Sometime in the dear departed past, as Adobe was converting perfectly functional CPU instructions into GPU code, dragging a guide from the ruler onto an image lost the guide color specified in Preferences.

It came over the image as a dotted white line if you didn't have a supported GPU. Not until you dropped it did it flush with color.

THE PROBLEM

This has been an issue for those of us who don't have a supported GPU and need to precisely mark off a crop area on an image with a white background. That would be all of our camera and lens product shots, in fact.

The Problem. In this crop of our Photoshop workspace, you can see a bright blue horizontal guide that has already been placed and, top center, a dotted white vertical guide we have still moving into position. But we can't see it against the white background of the image.

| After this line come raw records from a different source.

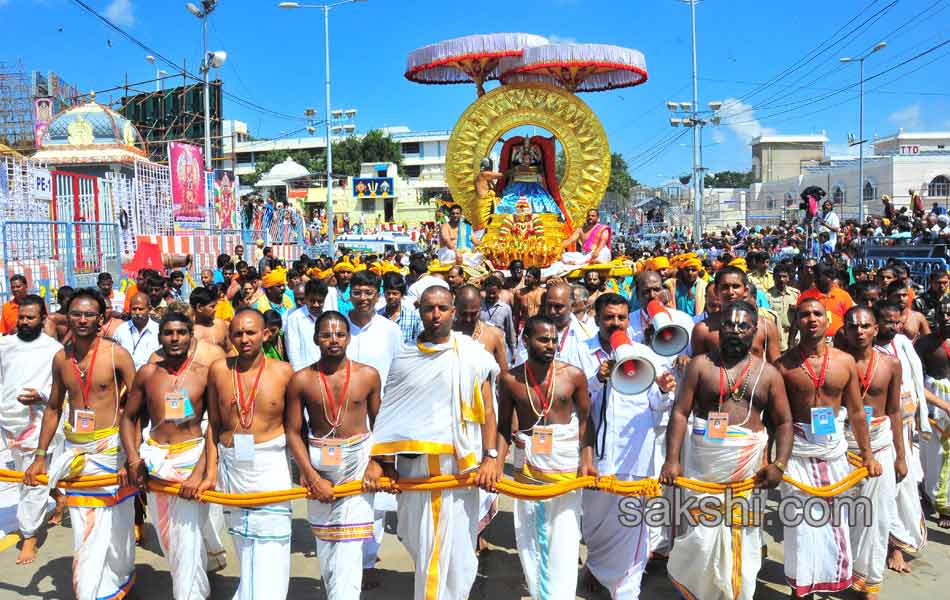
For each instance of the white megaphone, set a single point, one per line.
(669, 339)
(633, 373)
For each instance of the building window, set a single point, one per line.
(939, 186)
(838, 196)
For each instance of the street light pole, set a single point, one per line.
(860, 60)
(331, 234)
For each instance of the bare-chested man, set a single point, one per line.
(732, 285)
(246, 424)
(92, 370)
(204, 302)
(821, 381)
(880, 379)
(528, 297)
(170, 394)
(468, 304)
(341, 398)
(727, 390)
(553, 407)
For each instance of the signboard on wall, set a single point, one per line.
(186, 163)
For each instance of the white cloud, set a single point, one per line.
(120, 12)
(740, 118)
(561, 39)
(907, 118)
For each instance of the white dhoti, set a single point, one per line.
(102, 518)
(343, 526)
(439, 530)
(935, 451)
(720, 562)
(261, 535)
(869, 543)
(178, 521)
(908, 527)
(548, 532)
(817, 559)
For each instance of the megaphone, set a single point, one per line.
(669, 339)
(633, 372)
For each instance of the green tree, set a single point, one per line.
(728, 179)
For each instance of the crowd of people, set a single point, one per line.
(375, 370)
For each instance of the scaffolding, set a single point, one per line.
(16, 106)
(173, 115)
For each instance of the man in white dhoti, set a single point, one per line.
(624, 446)
(246, 424)
(26, 381)
(880, 393)
(726, 392)
(553, 426)
(170, 396)
(908, 529)
(438, 416)
(932, 349)
(374, 341)
(822, 392)
(91, 370)
(341, 399)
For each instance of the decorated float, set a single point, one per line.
(522, 209)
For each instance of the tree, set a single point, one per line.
(728, 179)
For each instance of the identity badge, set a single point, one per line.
(84, 421)
(331, 453)
(244, 447)
(717, 426)
(542, 440)
(823, 420)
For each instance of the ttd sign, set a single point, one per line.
(41, 182)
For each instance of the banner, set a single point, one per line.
(188, 185)
(225, 199)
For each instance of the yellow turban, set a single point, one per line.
(274, 277)
(739, 263)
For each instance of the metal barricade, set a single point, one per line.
(55, 253)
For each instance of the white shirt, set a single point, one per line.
(22, 365)
(625, 425)
(376, 344)
(422, 284)
(570, 345)
(140, 344)
(302, 351)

We brought this up two years ago in the Photoshop forum as Dragging a New Guide on a White Background. It has persisted.

But the other day we resolved to take matters into our own hands.

A WORKAROUND

For a workaround, we added a layer, filled it with black, reduced the opacity of the layer so we could see what we needed to see and then pulled those colorless, white guides into position.

A Workaround. Our workaround gives us a temporary overlay so we can see where to take the white guides.

When we had them where we wanted them to guide our tight crop, we just deleted the gray layer. The guides were where we wanted them. And in color.

DOWNLOAD THE ACTION

We liked the workaround enough that we made an action to run it for us whenever we need it.

You can download Overlay.ATN.zip (690 bytes), uncompress it and use the Actions panel's Load Actions... option to bring it into Photoshop.